What Is a Disability Buyout?
Not every insurance company will offer to buy out a long-term disability policy that is already paying monthly benefits, but all insurance companies are constantly monitoring what they call their exposure. Exposure means current and future obligations—how much in cash payouts they’re going to be liable for.
They use actuaries and medical advisers to review every policy decision, and when it comes to LTD plans, they may decide that it’s in their best interest to close out their long-term commitments.
Doing so generally means they’ve decided that it’s cheaper to buy out a policy than continue making monthly payouts. This also generally means they’re probably going to offer you—at least initially—a lower lump sum than what it would cost them to continue the benefits.
Reasons to Accept a Buyout
If, say, you’re receiving $3,000 a month in disability benefits until you reach age 65 and you’re currently 55, that means you’re owed at least $360,000—10 years multiplied by $36,000 a year. There are several variables involved, however.
One is inflation. That $3,000 in 10 years might be worth only $2,500 after the ravages of inflation. Does your policy include a cost-of-living-adjustment (COLA) rider? If so, and the insurer offers you $325,000 in a buyout, you’ll be losing money. If you have no COLA, accepting the money and investing it wisely might actually mean you can do better in hedging against inflation.
There are other benefits to accepting a buyout that pertain less to the cash involved, and these relate to how the insurance company currently treats you while you’re out on disability.

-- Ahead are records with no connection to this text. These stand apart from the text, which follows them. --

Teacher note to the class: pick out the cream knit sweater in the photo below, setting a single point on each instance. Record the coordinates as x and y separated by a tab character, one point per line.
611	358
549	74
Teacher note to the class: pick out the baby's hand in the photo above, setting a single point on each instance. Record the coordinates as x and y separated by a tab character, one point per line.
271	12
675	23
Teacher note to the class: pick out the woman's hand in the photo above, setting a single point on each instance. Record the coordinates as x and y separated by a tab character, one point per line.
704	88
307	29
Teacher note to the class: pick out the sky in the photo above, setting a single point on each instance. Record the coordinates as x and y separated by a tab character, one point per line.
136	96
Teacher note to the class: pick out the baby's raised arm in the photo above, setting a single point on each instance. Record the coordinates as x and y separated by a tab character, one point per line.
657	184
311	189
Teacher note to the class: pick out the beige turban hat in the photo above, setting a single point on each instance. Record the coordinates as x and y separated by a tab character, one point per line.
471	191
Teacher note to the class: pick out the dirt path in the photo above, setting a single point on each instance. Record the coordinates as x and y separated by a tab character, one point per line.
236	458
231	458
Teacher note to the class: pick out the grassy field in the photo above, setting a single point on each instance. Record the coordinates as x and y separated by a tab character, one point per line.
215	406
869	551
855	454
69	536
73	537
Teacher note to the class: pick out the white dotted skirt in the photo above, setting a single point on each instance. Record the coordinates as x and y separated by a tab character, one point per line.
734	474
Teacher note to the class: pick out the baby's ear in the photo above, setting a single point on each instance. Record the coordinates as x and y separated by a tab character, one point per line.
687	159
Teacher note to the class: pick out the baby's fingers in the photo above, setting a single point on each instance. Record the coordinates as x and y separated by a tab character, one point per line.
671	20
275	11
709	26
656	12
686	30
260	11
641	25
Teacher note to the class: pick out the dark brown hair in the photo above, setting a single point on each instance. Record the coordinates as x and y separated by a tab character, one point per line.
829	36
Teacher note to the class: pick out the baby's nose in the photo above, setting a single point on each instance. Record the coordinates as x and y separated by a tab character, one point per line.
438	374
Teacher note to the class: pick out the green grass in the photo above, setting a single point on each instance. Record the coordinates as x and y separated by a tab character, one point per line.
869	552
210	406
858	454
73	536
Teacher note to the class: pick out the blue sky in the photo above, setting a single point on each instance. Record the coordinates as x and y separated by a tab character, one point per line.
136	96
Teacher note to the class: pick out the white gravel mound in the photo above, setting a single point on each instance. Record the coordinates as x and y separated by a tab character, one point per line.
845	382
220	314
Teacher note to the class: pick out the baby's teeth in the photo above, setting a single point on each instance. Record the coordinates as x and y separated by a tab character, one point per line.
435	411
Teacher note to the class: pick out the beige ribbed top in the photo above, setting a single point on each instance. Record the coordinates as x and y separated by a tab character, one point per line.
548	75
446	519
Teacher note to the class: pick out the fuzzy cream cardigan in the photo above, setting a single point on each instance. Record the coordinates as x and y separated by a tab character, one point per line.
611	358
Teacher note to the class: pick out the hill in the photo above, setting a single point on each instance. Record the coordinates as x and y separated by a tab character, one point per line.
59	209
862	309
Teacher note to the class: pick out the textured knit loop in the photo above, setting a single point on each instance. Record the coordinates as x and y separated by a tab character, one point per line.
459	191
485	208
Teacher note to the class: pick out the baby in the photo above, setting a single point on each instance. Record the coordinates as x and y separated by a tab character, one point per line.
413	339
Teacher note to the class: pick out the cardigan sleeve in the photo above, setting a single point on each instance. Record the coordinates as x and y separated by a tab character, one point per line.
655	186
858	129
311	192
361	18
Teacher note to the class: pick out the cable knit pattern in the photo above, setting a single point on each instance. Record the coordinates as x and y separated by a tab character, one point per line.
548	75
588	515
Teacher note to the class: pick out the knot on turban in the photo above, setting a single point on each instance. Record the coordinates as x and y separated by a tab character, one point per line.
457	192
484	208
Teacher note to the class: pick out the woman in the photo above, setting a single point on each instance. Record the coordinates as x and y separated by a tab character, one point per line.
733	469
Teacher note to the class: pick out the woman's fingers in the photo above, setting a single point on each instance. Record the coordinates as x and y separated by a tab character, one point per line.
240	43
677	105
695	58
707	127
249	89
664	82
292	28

First, you may have jumped through all the initial hoops in being approved for your disability benefits, but insurers don’t always just stop there. They are known to order periodic medical examinations, requests for medical records, and even make field visits. If they can find evidence that you have improved enough to return to work, they may reduce or cancel your benefits.
Many policies have a provision that, for the first two years of disability, you qualify for benefits so long as you cannot perform the tasks of the occupation you had when you became disabled. When those 24 months have passed, they may require that you accept “any occupation.” In this case, they can reduce or end your benefits. Essentially, you can never be confident that the insurer is not going to find some way to reduce their obligation or end it altogether.

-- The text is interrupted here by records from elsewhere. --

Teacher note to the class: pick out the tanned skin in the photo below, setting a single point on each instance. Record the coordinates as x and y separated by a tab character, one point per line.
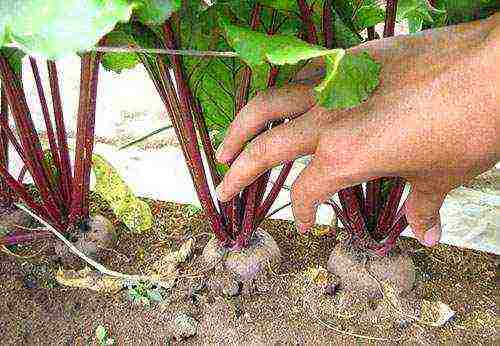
433	120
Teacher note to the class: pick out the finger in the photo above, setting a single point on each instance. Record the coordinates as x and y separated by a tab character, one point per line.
282	143
315	184
422	212
273	104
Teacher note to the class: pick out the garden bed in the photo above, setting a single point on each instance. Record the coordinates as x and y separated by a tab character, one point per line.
34	309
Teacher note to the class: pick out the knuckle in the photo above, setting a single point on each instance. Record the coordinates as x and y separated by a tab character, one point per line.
257	150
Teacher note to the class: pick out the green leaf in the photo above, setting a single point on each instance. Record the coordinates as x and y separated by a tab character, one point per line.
368	16
130	210
101	333
118	62
285	5
416	12
14	57
257	48
349	80
155	295
3	231
54	28
155	12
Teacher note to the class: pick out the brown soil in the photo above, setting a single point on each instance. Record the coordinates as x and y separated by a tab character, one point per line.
34	310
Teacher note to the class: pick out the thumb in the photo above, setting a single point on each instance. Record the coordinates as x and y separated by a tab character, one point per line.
422	213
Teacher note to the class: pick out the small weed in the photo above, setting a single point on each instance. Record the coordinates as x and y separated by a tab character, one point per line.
144	294
103	337
192	210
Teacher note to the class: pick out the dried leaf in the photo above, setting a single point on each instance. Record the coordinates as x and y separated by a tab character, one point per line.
86	278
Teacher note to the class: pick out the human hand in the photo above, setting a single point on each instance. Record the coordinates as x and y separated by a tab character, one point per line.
433	120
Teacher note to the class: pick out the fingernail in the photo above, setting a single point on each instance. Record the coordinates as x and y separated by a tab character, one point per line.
218	153
219	190
302	228
432	236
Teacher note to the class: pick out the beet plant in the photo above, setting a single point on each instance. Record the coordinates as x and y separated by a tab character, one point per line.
61	194
273	41
218	56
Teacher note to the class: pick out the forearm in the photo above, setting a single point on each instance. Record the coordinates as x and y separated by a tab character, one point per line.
426	47
454	38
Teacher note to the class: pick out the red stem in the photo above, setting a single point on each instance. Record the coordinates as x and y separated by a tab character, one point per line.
65	162
5	195
89	134
77	198
373	200
29	137
371	33
46	116
390	17
328	19
353	211
275	190
185	121
390	209
20	191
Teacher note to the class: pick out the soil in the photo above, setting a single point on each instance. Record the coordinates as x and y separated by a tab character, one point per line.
35	310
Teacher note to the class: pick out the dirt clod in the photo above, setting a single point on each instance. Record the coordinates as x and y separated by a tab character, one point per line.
93	242
354	273
185	326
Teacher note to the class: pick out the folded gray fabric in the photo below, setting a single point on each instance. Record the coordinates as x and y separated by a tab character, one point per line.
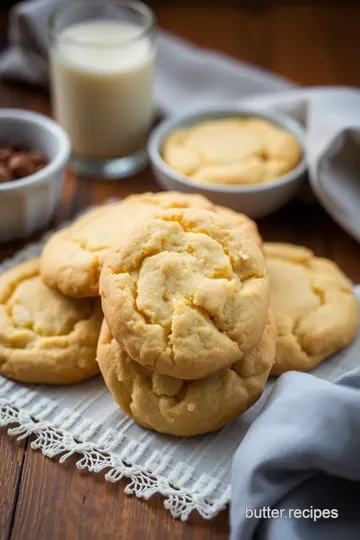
301	454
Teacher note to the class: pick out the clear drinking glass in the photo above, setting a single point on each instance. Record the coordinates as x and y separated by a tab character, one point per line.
102	58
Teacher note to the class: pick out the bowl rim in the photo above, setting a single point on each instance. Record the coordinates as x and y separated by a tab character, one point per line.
166	126
57	163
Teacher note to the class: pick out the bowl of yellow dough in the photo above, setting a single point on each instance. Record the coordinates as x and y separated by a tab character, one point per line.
251	161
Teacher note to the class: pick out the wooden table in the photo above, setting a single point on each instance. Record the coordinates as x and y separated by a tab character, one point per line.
42	500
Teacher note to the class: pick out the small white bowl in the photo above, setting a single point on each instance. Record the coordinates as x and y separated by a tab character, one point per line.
254	200
28	204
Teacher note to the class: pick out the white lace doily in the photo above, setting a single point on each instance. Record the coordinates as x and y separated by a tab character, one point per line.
191	473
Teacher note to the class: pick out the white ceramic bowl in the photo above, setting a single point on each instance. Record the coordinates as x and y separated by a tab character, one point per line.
254	200
28	204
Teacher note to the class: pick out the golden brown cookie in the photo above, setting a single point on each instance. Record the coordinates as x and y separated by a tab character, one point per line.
315	308
186	293
71	260
44	336
232	151
180	407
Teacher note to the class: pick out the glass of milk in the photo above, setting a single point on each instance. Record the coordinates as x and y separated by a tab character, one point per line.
102	59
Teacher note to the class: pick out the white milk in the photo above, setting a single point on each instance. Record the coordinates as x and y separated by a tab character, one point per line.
102	91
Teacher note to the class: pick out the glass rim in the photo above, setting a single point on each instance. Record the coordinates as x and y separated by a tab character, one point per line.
133	5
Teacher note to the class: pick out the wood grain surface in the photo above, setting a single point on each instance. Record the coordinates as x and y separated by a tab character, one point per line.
311	43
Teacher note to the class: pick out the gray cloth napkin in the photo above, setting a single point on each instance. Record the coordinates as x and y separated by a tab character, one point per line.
188	77
302	453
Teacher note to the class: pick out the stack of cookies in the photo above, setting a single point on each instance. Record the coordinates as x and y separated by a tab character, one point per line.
195	311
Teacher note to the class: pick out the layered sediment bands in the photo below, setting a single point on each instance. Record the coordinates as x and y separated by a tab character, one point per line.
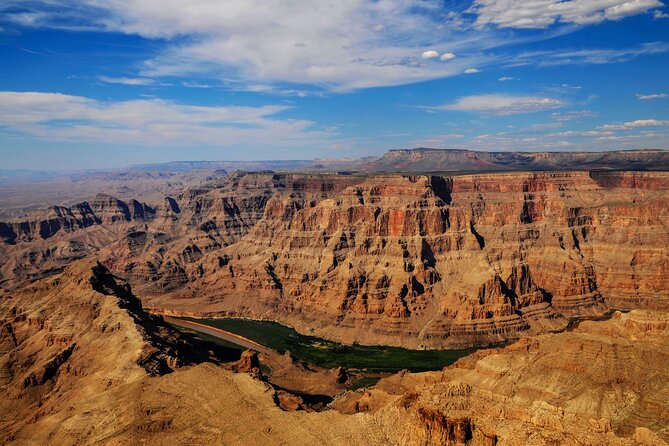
430	261
411	260
436	160
580	387
82	363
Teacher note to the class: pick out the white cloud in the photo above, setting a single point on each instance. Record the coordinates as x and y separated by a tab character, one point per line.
572	115
325	46
586	56
501	104
645	97
544	13
54	116
430	54
575	134
334	46
635	124
128	80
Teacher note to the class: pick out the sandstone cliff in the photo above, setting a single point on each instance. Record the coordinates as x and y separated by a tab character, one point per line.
418	261
81	364
440	160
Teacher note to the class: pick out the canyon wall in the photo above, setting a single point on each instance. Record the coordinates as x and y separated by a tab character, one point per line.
412	260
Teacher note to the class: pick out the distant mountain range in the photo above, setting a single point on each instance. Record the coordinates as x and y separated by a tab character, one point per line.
439	160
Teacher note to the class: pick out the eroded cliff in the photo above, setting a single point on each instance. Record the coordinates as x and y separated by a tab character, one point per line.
418	261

Reasons for Rejecting a Buyout
The number one reason for rejecting a buyout is the cash value long-term. If you have a policy that pays lifetime benefits past the retirement age of 65, you may well be better off continuing with the benefits. This is especially so if your family has a history of longevity. However, you can never be sure if the insurance company is not going to find a reason to reduce or cancel your benefits.

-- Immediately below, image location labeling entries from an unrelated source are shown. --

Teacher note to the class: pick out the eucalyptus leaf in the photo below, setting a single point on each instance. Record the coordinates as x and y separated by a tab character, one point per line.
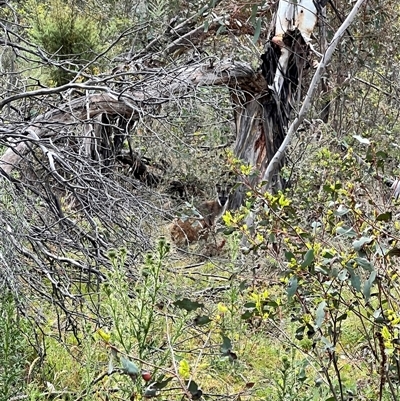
129	367
358	244
292	288
226	346
365	264
346	231
367	286
308	258
361	139
387	216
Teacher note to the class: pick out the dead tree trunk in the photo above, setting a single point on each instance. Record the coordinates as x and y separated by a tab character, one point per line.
262	114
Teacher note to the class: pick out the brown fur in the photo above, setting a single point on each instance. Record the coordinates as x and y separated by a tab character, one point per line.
191	230
188	231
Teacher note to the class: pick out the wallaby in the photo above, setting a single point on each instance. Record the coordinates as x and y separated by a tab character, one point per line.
193	229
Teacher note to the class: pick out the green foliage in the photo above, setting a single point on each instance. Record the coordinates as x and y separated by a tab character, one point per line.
65	32
338	258
13	348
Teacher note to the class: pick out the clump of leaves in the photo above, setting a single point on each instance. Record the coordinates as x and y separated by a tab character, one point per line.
67	34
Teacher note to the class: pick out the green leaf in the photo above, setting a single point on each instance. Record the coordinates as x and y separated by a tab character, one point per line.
257	30
289	256
129	367
387	216
308	258
226	346
194	390
346	231
161	384
361	139
201	320
394	252
368	284
341	211
292	288
364	263
358	244
151	391
253	17
354	279
187	304
320	314
221	29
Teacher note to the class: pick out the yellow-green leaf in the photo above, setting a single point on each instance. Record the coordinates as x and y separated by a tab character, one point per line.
184	369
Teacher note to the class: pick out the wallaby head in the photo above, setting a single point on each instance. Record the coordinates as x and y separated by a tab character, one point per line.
213	210
223	193
193	229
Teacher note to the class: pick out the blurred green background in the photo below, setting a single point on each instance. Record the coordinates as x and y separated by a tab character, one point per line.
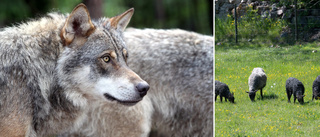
193	15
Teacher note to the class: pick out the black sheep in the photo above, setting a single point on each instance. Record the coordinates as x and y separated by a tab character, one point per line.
316	88
222	89
295	87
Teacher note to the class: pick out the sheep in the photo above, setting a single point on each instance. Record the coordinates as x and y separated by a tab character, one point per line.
222	89
257	81
295	87
316	88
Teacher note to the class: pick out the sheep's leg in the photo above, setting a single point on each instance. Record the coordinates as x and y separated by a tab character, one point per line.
289	96
312	97
215	98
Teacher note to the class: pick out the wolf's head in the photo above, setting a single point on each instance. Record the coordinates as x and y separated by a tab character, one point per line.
93	64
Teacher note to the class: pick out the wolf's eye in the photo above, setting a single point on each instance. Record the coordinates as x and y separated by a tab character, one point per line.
106	59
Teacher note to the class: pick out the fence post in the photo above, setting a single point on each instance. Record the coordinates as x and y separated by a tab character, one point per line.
235	21
296	20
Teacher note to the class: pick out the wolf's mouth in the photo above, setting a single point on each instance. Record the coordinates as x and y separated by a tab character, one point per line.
128	103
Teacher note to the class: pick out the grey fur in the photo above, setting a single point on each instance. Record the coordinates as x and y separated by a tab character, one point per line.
257	81
223	90
316	88
179	67
45	83
295	87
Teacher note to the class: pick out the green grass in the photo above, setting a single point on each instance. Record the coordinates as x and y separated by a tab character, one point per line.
273	116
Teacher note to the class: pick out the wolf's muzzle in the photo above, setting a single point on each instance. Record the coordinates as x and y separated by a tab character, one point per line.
142	88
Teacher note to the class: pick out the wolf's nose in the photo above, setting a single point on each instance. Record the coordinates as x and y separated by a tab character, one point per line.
142	88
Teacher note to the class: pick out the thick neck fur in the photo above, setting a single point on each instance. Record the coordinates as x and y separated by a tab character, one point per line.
29	54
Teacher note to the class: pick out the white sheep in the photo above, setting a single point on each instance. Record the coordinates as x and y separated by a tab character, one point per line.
257	81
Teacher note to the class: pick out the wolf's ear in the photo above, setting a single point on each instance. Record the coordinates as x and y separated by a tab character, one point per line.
121	21
78	24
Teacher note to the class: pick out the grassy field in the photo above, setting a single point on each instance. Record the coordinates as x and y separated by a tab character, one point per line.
273	116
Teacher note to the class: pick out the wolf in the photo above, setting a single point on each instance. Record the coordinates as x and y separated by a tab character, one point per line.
178	65
54	67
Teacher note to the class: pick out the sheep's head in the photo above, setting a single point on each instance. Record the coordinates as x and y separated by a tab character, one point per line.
300	98
252	95
231	98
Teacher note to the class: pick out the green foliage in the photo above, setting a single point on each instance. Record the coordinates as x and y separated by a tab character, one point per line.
273	116
184	14
250	26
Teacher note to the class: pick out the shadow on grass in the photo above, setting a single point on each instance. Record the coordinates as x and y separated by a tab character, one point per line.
269	96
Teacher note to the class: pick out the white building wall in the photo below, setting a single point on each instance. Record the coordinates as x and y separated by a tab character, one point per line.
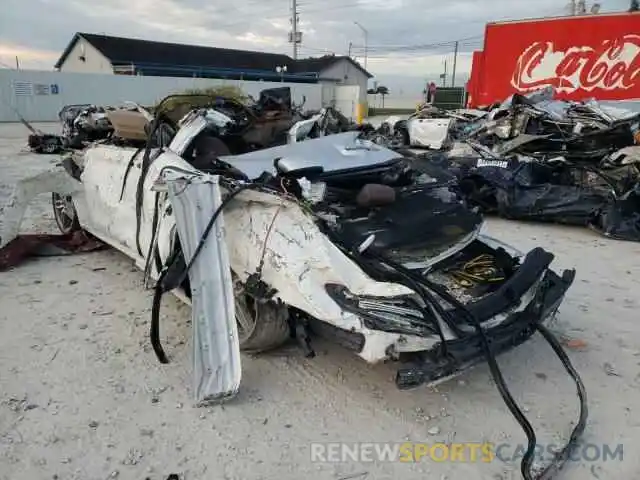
343	72
39	95
94	61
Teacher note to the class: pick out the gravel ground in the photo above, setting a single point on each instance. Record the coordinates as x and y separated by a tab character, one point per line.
82	396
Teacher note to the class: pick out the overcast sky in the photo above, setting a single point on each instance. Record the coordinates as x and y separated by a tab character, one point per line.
36	31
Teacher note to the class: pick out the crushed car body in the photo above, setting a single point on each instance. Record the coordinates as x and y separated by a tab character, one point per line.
536	158
330	234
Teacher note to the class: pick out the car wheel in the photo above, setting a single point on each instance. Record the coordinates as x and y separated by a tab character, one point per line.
65	213
262	326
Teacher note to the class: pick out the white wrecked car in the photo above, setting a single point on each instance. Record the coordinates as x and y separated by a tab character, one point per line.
333	235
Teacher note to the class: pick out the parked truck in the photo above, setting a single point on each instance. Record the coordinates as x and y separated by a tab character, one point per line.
587	56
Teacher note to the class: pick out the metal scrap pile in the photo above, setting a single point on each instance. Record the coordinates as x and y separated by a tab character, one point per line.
535	158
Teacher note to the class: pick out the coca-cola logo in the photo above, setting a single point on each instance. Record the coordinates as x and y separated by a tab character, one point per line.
613	65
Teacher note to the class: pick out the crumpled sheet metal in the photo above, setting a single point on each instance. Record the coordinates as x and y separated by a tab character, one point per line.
620	217
216	348
55	179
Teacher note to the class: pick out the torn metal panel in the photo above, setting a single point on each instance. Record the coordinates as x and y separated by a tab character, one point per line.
512	145
332	152
216	348
56	179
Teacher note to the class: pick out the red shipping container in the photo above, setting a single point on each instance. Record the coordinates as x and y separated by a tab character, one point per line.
590	56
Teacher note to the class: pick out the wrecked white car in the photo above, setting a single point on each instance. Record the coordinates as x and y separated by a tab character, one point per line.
335	236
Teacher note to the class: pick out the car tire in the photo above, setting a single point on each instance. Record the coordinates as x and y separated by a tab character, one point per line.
269	326
65	214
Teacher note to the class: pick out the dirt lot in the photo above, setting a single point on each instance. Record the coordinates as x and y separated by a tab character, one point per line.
83	397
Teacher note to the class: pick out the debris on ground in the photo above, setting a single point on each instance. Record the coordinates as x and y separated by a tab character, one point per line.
46	245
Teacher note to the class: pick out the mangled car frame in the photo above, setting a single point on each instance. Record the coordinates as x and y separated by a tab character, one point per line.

Another important point to consider is the fact that a cash buyout is permanent. Should you accept it and run out of money by not investing or managing your finances wisely, you cannot go back and ask for more benefits. Your policy was closed the moment you accepted the buyout.
A buyout is not for everyone, and you certainly don’t want to negotiate one on your own. The insurers are sure to slam the door on your requests as soon as they can, citing reasons that you may not even understand. You need the help of an attorney experienced in negotiating in LTD buyouts who can stand up to the insurer’s bargaining tactics.